An article published in Nature Ecology and Evolution has found that tropical islands infested with non-native rats have changed the ecology of the reefs around them. No surprise there then, and yet another story of how invasives can wreck native flora and fauna. But in this study, the researchers found that there was actually less nutrient runoff in islands infested with rats, and it’s all to do with the effect the rats have on birds.
In a previous paper, published in the Journal Nature in 2018, a study was carried out in the Chagos Archipelago, in which some islands are rat-infested and others are rat-free.
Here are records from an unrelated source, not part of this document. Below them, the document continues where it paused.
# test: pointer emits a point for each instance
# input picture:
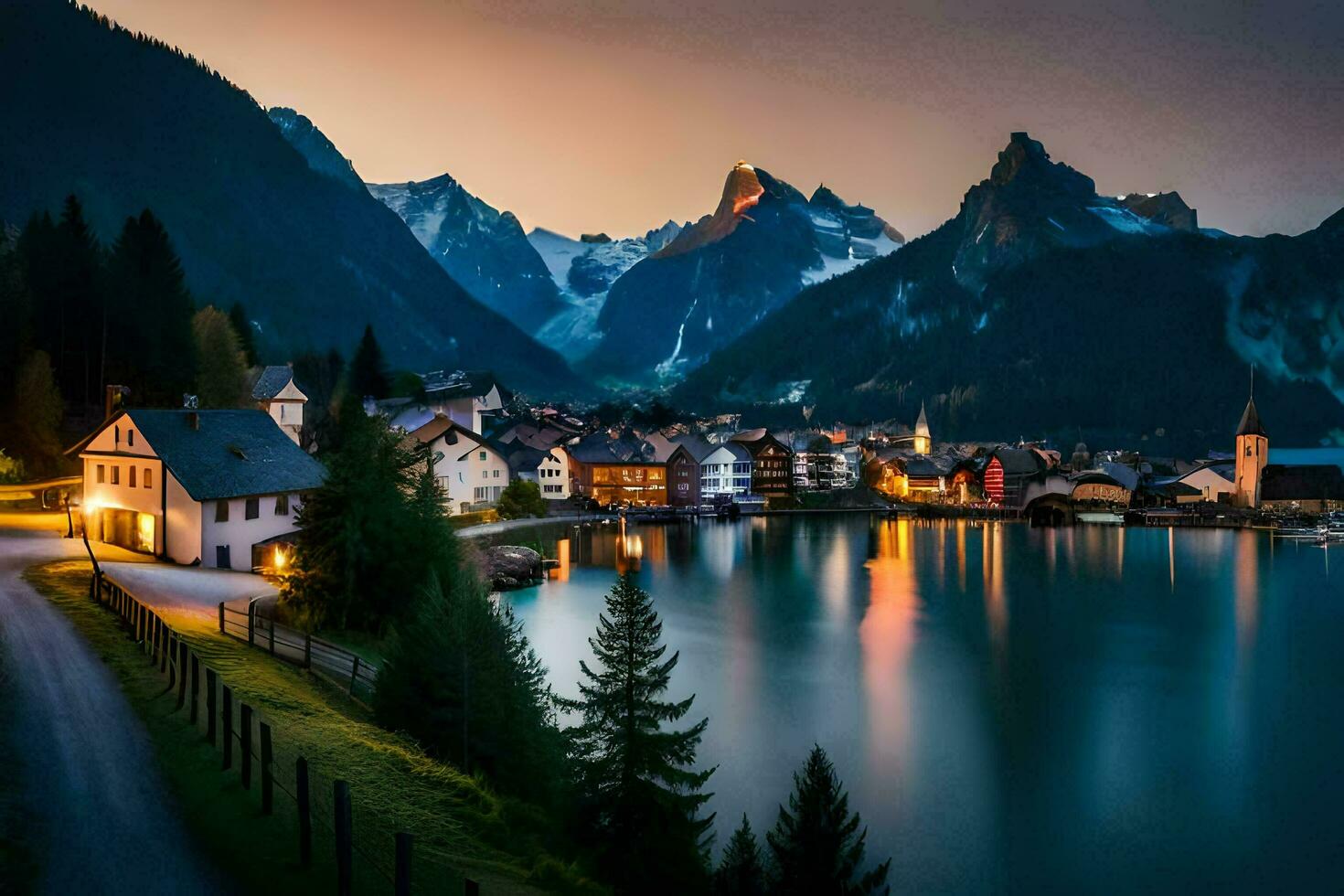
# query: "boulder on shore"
(509, 566)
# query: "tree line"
(620, 792)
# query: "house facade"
(472, 469)
(772, 464)
(220, 488)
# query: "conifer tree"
(238, 317)
(368, 369)
(741, 869)
(151, 344)
(222, 369)
(638, 787)
(816, 841)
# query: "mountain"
(480, 248)
(128, 123)
(1041, 308)
(583, 271)
(763, 243)
(315, 146)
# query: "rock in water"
(509, 566)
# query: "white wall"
(240, 534)
(463, 470)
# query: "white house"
(219, 488)
(468, 398)
(276, 392)
(549, 469)
(471, 468)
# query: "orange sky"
(617, 116)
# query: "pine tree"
(641, 795)
(368, 369)
(816, 842)
(151, 344)
(238, 317)
(741, 869)
(222, 369)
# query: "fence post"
(195, 687)
(305, 813)
(229, 727)
(210, 707)
(403, 864)
(345, 838)
(246, 732)
(182, 672)
(268, 778)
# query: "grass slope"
(460, 827)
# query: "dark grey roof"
(231, 454)
(1250, 423)
(272, 380)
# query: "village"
(222, 488)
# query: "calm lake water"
(1012, 709)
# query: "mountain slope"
(142, 125)
(480, 248)
(583, 271)
(763, 242)
(1043, 308)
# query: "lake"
(1011, 709)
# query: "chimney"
(114, 398)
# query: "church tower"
(923, 443)
(1252, 455)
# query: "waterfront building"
(472, 469)
(219, 488)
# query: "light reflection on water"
(1011, 709)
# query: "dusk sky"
(617, 116)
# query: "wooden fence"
(349, 670)
(368, 855)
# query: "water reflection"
(1090, 709)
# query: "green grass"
(456, 819)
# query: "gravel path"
(109, 824)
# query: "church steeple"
(923, 440)
(1252, 452)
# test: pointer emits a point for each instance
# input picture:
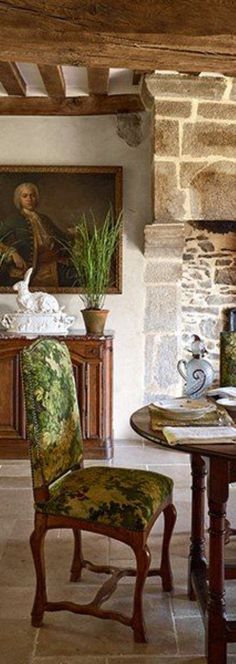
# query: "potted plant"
(91, 251)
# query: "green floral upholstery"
(116, 497)
(53, 422)
(113, 496)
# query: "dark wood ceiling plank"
(181, 35)
(11, 79)
(53, 80)
(93, 105)
(98, 80)
(201, 17)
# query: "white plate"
(231, 403)
(184, 408)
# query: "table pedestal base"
(207, 584)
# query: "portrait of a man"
(39, 209)
(32, 240)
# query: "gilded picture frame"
(60, 195)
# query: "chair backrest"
(53, 422)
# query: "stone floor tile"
(190, 635)
(17, 638)
(175, 629)
(154, 659)
(69, 635)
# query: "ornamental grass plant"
(91, 252)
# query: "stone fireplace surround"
(190, 249)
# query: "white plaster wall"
(94, 141)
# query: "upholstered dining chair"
(119, 503)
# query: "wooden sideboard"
(92, 363)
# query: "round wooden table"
(205, 581)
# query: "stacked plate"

In islands infested with the Black Rat, seabird populations had been decimated, and with fewer birds came less guano, a key nutrient that enhanced both terrestrial and aquatic flora. In islands with seabirds but no rats, nitrogen deposition rates were 251 times higher, building soils, and nurturing shrubs, while also running off the islands and feeding algae and filter-feeding sponges on adjacent coral reefs.
In the case of the herbivorous damselfish, Plectroglyphidodon lacrymatus, the natural nutrient injection proved beneficial to them, fertilizing the algae on which they feed, enabling them to grow faster, while also supporting more individuals in a given area.
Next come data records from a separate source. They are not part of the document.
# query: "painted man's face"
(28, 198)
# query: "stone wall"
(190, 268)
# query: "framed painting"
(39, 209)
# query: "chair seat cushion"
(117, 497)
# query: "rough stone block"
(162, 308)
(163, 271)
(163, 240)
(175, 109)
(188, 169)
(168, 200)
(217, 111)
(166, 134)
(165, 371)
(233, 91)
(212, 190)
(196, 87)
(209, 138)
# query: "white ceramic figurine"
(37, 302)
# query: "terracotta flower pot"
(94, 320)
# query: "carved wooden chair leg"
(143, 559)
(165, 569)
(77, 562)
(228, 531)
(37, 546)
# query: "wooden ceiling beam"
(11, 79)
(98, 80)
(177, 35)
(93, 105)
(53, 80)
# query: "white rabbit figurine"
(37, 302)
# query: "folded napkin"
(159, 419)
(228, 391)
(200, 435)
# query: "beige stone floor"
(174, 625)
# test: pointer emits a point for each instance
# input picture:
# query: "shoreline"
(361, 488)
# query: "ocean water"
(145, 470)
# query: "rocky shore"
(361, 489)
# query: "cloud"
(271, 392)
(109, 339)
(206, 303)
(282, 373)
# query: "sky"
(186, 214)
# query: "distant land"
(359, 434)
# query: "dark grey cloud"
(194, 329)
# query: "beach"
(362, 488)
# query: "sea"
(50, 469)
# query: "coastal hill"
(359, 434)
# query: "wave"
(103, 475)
Now going back to the latest paper, further studies carried out by scientists at Lancaster University, UK, Lakehead University, Canada, and led by Rachel L Gunn, placed GoPro underwater cameras in 60 locations to study the damselfish behavior around islands with and without Black Rats. Around the islands with rats, less lush algae grew for the damselfish to farm, causing them to have larger territories, with fewer individuals, and it was also less worth fighting for. The knock-on effect of the rats was making damselfish less aggressive, and negatively affecting fish populations and the marine ecosystem as a whole.
The Chagos Islands are in the Indian Ocean and have been invaded by black rats since the 1700s. Rats can now be found on 34 of the 55 islands of the archipelago, according to The New Scientist, and populations of boobies, frigatebirds, noddies, and shearwaters have been decimated.